Он долго думает, какой из выводов верней. Потом решает, что один другому не противоречит. «Нарушение преемственности поколений происходит оттого, что невозможно передать свой опыт, уберечь других от наших промахов. Разобщает два соседних поколения как раз то, что между ними общего, что побуждает их к циклическому повторению одинакового опыта, — как поведение животных разных видов задается их биологической наследственностью; истинные же различия меж нами — результат необратимых изменений, привносимых каждою эпохой, иначе говоря, они определяются тем историческим наследием, которое мы передали нашим детям, — истинным наследством, за которое мы отвечаем, хоть порой того не сознаем. Поэтому нам нечему их научить: на то, что больше нам напоминает собственный наш опыт, повлиять не можем, в том, что на себе несет наш след, себя не узнаем».
Модель моделей
В жизни Паломара были времена, когда он следовал такому правилу: строил в голове модель — предельно полную, логичную и четкую, проверял ее на практике и, наконец, вносил необходимые поправки, чтобы сообразовать модель с реальностью. Выработали этот метод физики и астрономы, занятые изучением строения материи и мироздания, и Паломар считал его единственно пригодным для исследования самых сложных человеческих проблем, и прежде всего тех, которые имеют отношение к обществу, к тому, как наилучшим способом им управлять. Аморфную, абсурдную реальность человеческого общества, где сплошь и рядом катастрофы и уродства, требовалось сравнивать с моделью совершенного общественного организма, изображенной четкими прямыми, окружностями, эллипсами, параллелограммами и диаграммами с абсциссами и ординатами.

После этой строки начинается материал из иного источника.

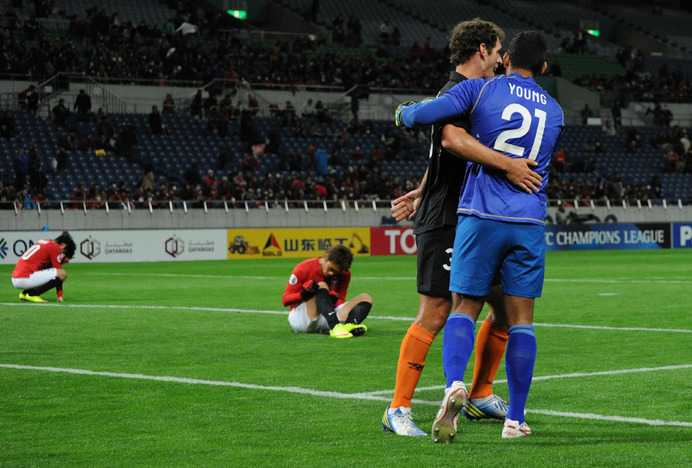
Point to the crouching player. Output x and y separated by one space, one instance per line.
40 268
316 295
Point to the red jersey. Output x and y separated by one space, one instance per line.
42 255
310 270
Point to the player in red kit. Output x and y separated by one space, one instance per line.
316 294
40 268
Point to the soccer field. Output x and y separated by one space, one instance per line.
194 364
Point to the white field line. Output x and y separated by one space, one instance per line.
563 376
654 279
318 393
278 312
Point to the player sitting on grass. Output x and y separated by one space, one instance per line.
316 294
40 268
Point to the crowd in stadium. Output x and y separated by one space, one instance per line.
122 51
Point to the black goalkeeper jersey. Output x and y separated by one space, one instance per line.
438 208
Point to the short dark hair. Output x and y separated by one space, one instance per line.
66 238
466 38
527 51
341 256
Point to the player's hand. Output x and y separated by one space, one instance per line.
309 290
520 173
397 114
406 206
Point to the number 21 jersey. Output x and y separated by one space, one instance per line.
512 115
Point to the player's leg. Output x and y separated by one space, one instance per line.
354 312
519 363
432 314
457 345
38 283
323 304
522 278
491 341
474 265
434 248
304 320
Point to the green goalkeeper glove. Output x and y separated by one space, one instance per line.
397 114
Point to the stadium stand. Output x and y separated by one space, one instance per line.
390 163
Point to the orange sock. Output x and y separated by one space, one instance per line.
490 346
414 349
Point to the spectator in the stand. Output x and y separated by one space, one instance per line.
79 195
95 196
32 99
253 104
87 143
148 182
289 114
273 140
126 143
61 160
671 161
104 127
33 162
308 109
7 126
579 43
21 167
555 69
156 126
633 141
225 158
197 105
385 32
586 114
211 179
608 128
616 112
65 141
168 104
82 105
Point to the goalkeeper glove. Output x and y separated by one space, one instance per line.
309 290
398 120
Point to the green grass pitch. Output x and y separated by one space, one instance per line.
194 364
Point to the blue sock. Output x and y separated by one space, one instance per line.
457 344
519 361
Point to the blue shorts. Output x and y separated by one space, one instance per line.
484 247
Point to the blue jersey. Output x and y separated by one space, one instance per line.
512 115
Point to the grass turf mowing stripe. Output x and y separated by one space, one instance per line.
318 393
563 376
655 280
278 312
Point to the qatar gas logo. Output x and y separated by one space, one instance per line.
90 248
3 248
174 246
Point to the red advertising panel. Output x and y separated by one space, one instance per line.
393 241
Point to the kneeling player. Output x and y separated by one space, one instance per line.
40 268
316 294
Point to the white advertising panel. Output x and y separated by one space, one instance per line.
125 246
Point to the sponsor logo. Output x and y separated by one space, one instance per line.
90 248
241 246
272 247
3 248
201 246
174 246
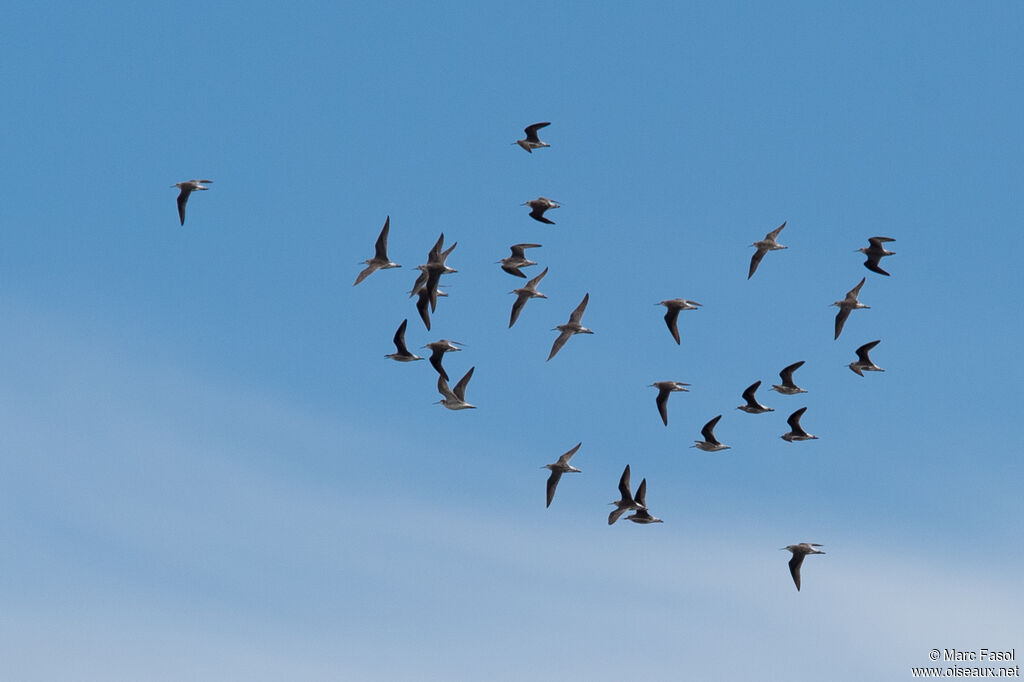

При построении модели, знал он, нужно из чего-то исходить, то есть иметь такие принципы, основываясь на которых можно было бы при помощи дедукции построить собственное рассуждение. Эти принципы — еще их называют «аксиомы» или «постулаты» — сам никто не выбирает, их уже имеют, а иначе вовсе невозможно было б думать. Значит, их имел и Паломар, однако же, не будучи ни математиком, ни логиком, не потрудился сформулировать. Дедукцией, однако, заниматься он любил, поскольку это можно делать в одиночку, в тишине, не прибегая ни к каким приспособлениям, повсюду и всегда, гуляя или сидя в кресле. К индукции же относился с определенным недоверием — быть может, оттого, что личный его опыт казался Паломару приблизительным и ограниченным. Поэтому построение модели представлялось ему чудесным нахождением равновесия меж принципами (не вполне понятными) и опытом (неощутимым), при этом результат его должен был бы быть куда солиднее и первых, и второго. В самом деле, в правильно построенной модели каждая деталь зависит от других и все взаимосвязано, как в механизме, который тут же станет, чуть заклинит в нем какую-нибудь шестерню. Модель есть, по определению, то, в чем ничего менять не надо, что работает безукоризненно; в реальной же действительности налицо разлад, все распадается, и остается только не мытьем так катаньем производить ее подгонку под модель.
Много приложил усилий Паломар для достижения такой невозмутимости и отрешенности, чтобы значение для него имела лишь спокойная гармония линий чертежа, а все надрывы, искажения и сжатия, которые должна была бы претерпеть реальность, дабы уподобиться модели, он воспринимал как мимолетные незначащие эпизоды. Но стоило ему на миг отвлечься от начертанной на небосводе с идеальными моделями исполненной гармонии геометрической фигуры, как в глаза бросался человеческий пейзаж с его уродствами и катастрофами и линии модели представали в деформированном, искаженном виде.
Требовалась тонкая работа, чтобы постепенно подогнать модель под вероятную реальность, а реальность — под модель. Податливость натуры человеческой не беспредельна, как вначале думал Паломар; однако даже очень жесткая модель способна проявить порою неожиданную гибкость. В общем, ежели модель никак не может преобразовать реальность, нужно, чтоб реальность повлияла на модель.